Happy Friday ya’ll! We’re headed to Belize this weekend and I couldn’t be more excited. Mitch’s new job is pretty stressful and it will be so nice for him to have a few days off from his 4:30am wake-ups and crazy Houston commute. It’s pretty fun living in Houston because there are some amazing direct, cheap flights to fun places like Belize. I think it’ll take us about 2 hours to get there with zero time change which is the best way to travel abroad! I’ll be writing about our trip next week, so you’ll hear all about it and all the reasons we love traveling there.
I grew up LOVING molasses cookies. I think it’s because my mom loved them and always had them around. They weren’t the homemade kind, but this delicious packaged version that I wish I could still find today. They were rolled in sugar, had the cutest wavy edges, and were so chewy every single time. If my brothers read this, they’ll know exactly what I’m talking about. This recipe is definitely not what I grew up eating, but they’re still so good and I love that they’re healthier.
It’s pretty crazy how different these cookies look against different backgrounds. I love both sets of pics, but they’re so different.

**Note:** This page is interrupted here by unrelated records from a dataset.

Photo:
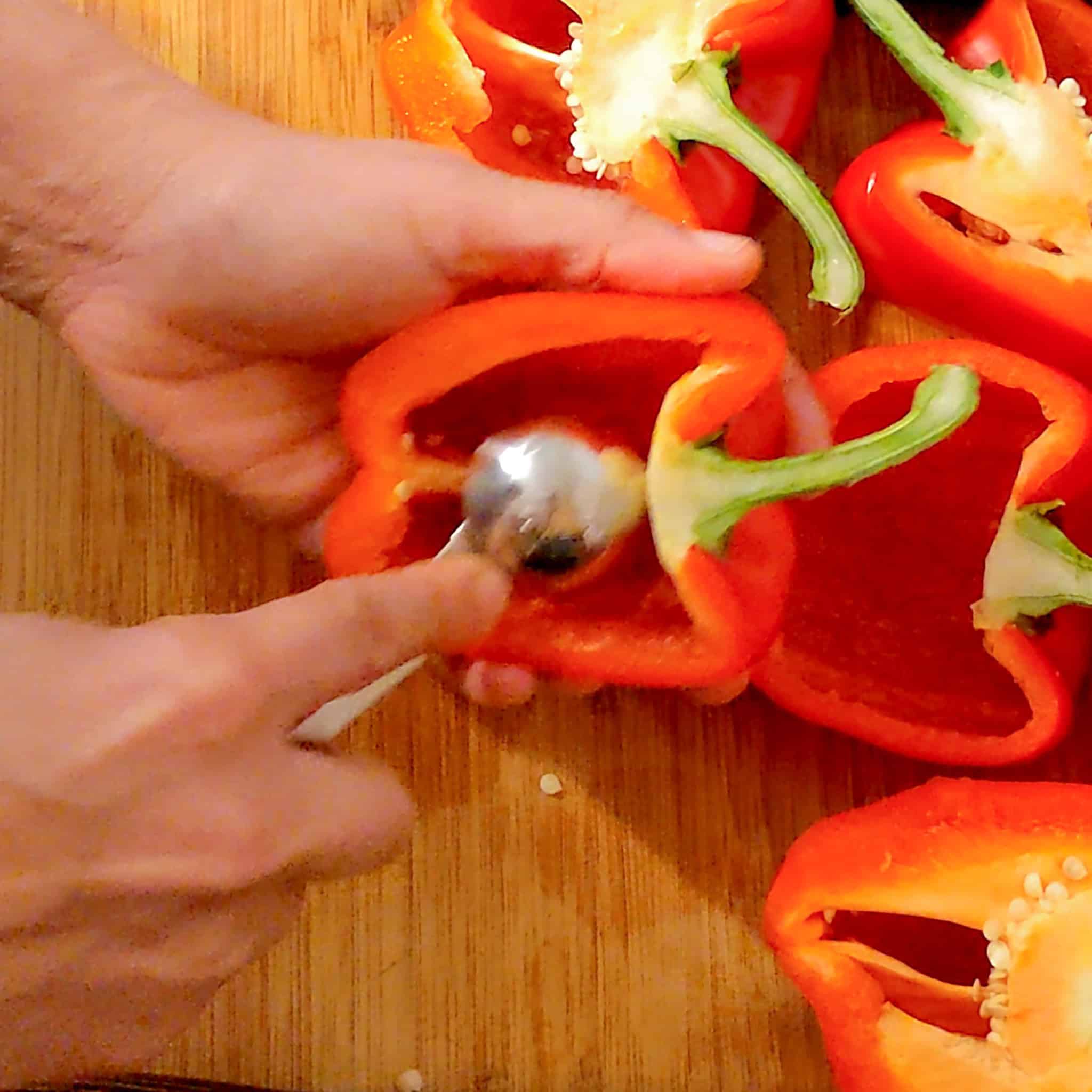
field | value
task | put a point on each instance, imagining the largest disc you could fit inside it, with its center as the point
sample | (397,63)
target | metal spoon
(541,501)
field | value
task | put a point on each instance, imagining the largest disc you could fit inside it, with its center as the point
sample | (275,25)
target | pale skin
(213,275)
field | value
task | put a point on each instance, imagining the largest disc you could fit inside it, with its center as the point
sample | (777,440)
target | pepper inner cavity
(933,970)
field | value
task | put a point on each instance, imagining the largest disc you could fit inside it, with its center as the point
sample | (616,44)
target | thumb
(343,633)
(519,232)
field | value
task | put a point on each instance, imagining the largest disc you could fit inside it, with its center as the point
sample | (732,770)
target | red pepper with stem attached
(679,397)
(942,937)
(599,366)
(879,638)
(472,74)
(983,221)
(608,93)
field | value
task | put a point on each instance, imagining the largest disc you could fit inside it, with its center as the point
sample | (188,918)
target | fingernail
(722,243)
(478,595)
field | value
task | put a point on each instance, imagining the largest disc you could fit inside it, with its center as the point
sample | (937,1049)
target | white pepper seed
(551,784)
(997,952)
(410,1081)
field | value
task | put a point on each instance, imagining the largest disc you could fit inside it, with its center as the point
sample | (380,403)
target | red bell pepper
(553,91)
(982,221)
(879,638)
(416,407)
(942,937)
(690,386)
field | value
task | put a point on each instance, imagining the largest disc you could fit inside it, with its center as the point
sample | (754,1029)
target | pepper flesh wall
(881,917)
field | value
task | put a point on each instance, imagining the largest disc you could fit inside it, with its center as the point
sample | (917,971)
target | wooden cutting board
(606,940)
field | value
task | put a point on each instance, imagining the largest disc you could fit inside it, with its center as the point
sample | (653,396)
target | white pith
(1017,569)
(1041,892)
(619,73)
(1030,173)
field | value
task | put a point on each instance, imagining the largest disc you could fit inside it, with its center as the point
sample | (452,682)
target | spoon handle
(334,717)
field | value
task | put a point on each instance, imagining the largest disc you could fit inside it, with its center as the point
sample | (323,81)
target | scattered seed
(1074,869)
(1019,910)
(551,784)
(997,952)
(1056,892)
(410,1081)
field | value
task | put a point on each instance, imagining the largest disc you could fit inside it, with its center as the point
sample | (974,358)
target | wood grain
(605,940)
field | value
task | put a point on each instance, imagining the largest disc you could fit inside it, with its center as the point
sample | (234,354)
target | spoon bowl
(542,501)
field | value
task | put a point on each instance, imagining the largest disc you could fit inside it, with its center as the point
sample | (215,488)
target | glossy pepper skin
(417,406)
(430,60)
(878,639)
(1024,299)
(878,916)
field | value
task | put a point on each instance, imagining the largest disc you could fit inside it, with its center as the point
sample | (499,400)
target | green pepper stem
(1031,571)
(961,93)
(942,403)
(711,117)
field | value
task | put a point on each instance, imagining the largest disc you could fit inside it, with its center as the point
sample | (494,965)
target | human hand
(215,274)
(223,322)
(157,826)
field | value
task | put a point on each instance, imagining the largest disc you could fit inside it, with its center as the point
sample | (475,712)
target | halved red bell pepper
(983,221)
(879,639)
(492,77)
(692,596)
(943,938)
(599,366)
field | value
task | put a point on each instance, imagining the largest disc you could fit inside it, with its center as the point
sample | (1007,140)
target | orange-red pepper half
(599,366)
(479,76)
(999,246)
(878,638)
(943,938)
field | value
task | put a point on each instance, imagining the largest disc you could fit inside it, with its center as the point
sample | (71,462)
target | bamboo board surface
(603,941)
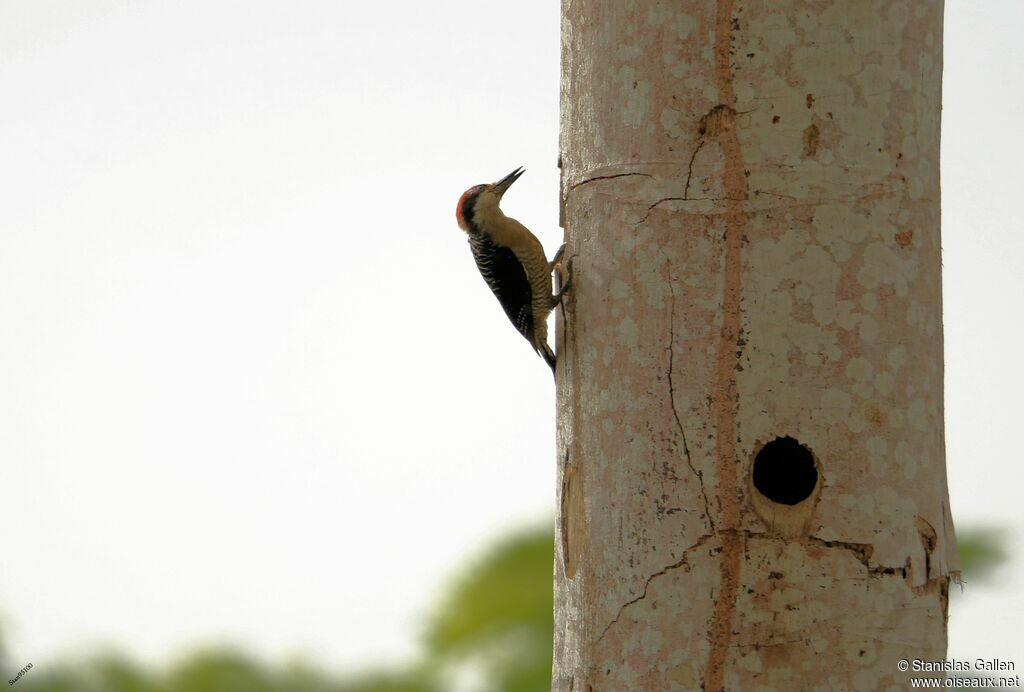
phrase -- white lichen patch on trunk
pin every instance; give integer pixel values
(752, 191)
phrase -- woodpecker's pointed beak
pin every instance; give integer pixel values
(507, 181)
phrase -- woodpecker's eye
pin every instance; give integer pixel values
(464, 202)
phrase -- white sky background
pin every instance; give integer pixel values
(242, 338)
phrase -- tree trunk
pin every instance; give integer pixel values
(753, 488)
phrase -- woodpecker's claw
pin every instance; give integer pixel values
(557, 258)
(564, 276)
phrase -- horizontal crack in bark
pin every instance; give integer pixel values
(607, 177)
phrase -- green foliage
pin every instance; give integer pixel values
(981, 551)
(495, 618)
(499, 614)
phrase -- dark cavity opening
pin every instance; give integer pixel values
(784, 471)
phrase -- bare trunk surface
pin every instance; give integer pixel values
(752, 191)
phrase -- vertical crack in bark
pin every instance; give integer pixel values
(726, 397)
(672, 401)
(662, 572)
(689, 170)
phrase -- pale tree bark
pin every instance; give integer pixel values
(751, 190)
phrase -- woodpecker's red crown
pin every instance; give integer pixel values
(467, 203)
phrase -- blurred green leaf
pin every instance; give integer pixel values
(981, 550)
(496, 618)
(499, 614)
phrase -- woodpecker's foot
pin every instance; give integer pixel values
(564, 276)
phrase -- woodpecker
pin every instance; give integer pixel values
(511, 261)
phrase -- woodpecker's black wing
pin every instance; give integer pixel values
(505, 274)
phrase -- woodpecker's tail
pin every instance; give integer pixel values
(548, 355)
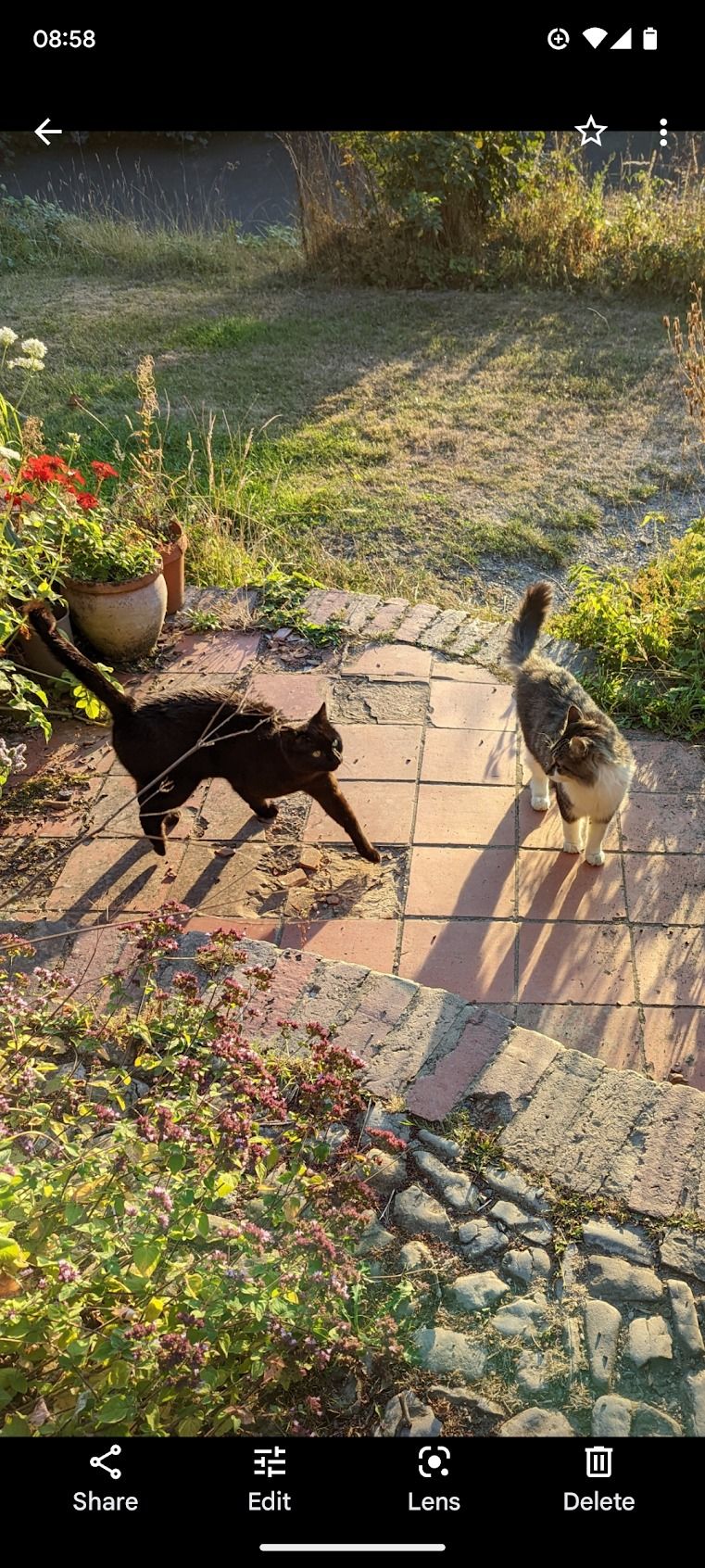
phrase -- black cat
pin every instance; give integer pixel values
(208, 734)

On a side note, these cookies weren’t actually supposed to be chewy molasses cookies. They were meant to be crispy, gingersnaps. What a happy mistake! I like gingersnaps, but not nearly as much as a chewy molasses cookie, so I was super pleased with the accidental outcome. I think you guys will be too and I can’t wait for you to try these healthier Holiday cookies!
- 1 1/2 cups almond flour - I love Bob's Red Mill Brand
- 1/4 c arrowroot starch or flour - also Bob's Red Mill Brand
- 2 tsp baking soda
- 1/4 tsp salt
- 2 tsp ginger
- 1 tsp cinnamon
- 1/2 tsp allspice
- 1/2 cup coconut sugar or maple sugar
- 1/4 cup coconut oil - room temperature - soft but not melted
- 1 tsp vanilla
- 1 egg
- 2 tbsp molasses
- 1/4 cup organic cane sugar to roll the dough in
- Preheat oven to 350 F.
- In a medium sized mixing bowl, whisk together the flour, starch, salt, cinnamon, allspice, ginger and baking soda
- In a large mixing bowl, or a the mixing bowl of your standing mixer, cream together the coconut oil and the coconut sugar for about 2 minutes (if you aren't using a stand mixer, you can do this with a hand mixer)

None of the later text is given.